[ad_1]
A federally convicted meth distributor with alleged ties to the criminal gang Sureños was booted back to Mexico — for a second time — where he is wanted on kidnapping charges.
Jose Manuel Rodriguez-Hermosillo, 39, of Mexico, had already been deported once in 2003 by U.S. Border Patrol, according to the U.S. Immigration and Customs Enforcement, but at some point had illegally reentered the United States.
He was convicted in September 2019 by the U.S Eastern District Court of California in Sacramento on federal charges of conspiracy to distribute and possession with intent to distribute methamphetamine. He was sentenced to five years and three months, to be served at the federal prison in Danbury, Connecticut.
That prison released him on October 29, 2001 to the Boston office of ICE’s Enforcement and Removal Operations. In January, a federal immigration judge ordered that he be sent back to Mexico to face a kidnapping charge there.
“The tireless efforts of Boston (Enforcement and Removal Operations) officers and our key law enforcement partners, both domestic and international, guaranteed this dangerous fugitive would face the consequences of his actions,” said Todd M. Lyons, Field Office Director for ERO Boston.
ERO agents from the Boston office escorted Rodriguez-Hermosillo back to the Mexican state of Jalisco on Tuesday, according to ICE.
Sureños, the gang the feds say Rodriguez-Hermosillo belongs to, is a collective term for a number of street-level Mexican gangs in southern California that have grown to have national-level reach, according to a 2011 Federal Bureau of Investigations Gang Threat Assessment report.
The FBI connects the gang to human trafficking and to Mexican drug trafficking criminal enterprises and lists it as operating in at least 30 states from every geographical region of the country from Alaska to Florida. The gang was not listed as operating in Massachusetts, but it is listed in New Hampshire.
“In addition to prison association, some individual Sureño gangs or gang members have migrated out of California and assimilated under the name Sureño, establishing themselves across the country,” according to a fact sheet on the gang issued by the sheriff’s office of Sampson County, North Carolina.

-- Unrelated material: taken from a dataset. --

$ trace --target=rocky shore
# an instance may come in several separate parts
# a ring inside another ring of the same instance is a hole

That fact sheet says that the gang conducts low-level drug sales and send 10% of their profits to the “California Mexican Mafia.”

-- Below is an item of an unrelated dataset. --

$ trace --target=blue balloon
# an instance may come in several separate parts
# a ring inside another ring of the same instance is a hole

The Mexican Mafia is a prison gang with a heavy presence in southern California, according to a “Gang Recognition Guide” released by the police department in Everett, Washington. The guide says the gang’s name means “Southerners” in Spanish, as they are clustered south of Bakersfield, and have a rivalry with the breakaway group Norteños, or northerners, from north of Bakersfield.